JA: Sweden would not guarantee that I would not be onwards extradited to the US. I had a complete lack of faith in Sweden’s ability, of its judicial system’s ability, and I guess more broadly as a political society, its ability to fairly carry out a hearing in relation to the US extradition. There’s obviously various hooks that one could use in Swedish law or pulldowns from European law to try and resist onwards extradition to the US. My experience in Sweden and how it was dealing with the other case – not even ‘case’ but preliminary investigation, I was never even charged – that made me very concerned about its resilience as a judicial system.

My philosophical take-away from that experience and others is that every state has a level at which its judicial system breaks down.

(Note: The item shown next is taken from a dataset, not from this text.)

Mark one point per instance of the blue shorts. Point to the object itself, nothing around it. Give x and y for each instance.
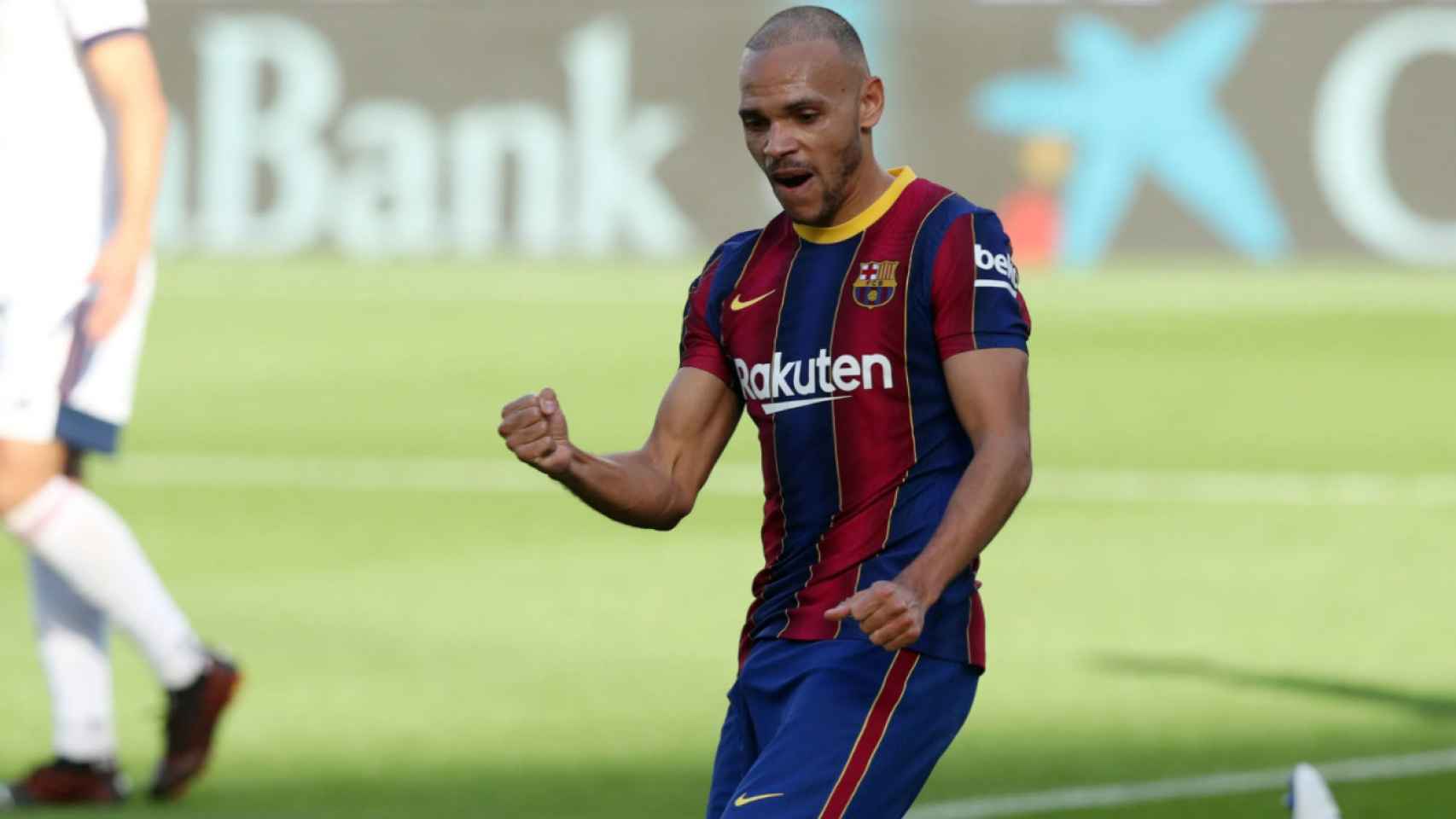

There is no exemption. It is the same everywhere. Really, the only question is: ‘Where is this level and where are you as a defendant on that level?’

ME: Certainly there are countries in the world that one would question the integrity, the ability, of the judicial system.

JA: All of them – there is no exception.

This is an abridged version of an interview with Julian Assange at the IBA Annual Conference in October 2017 in Sydney.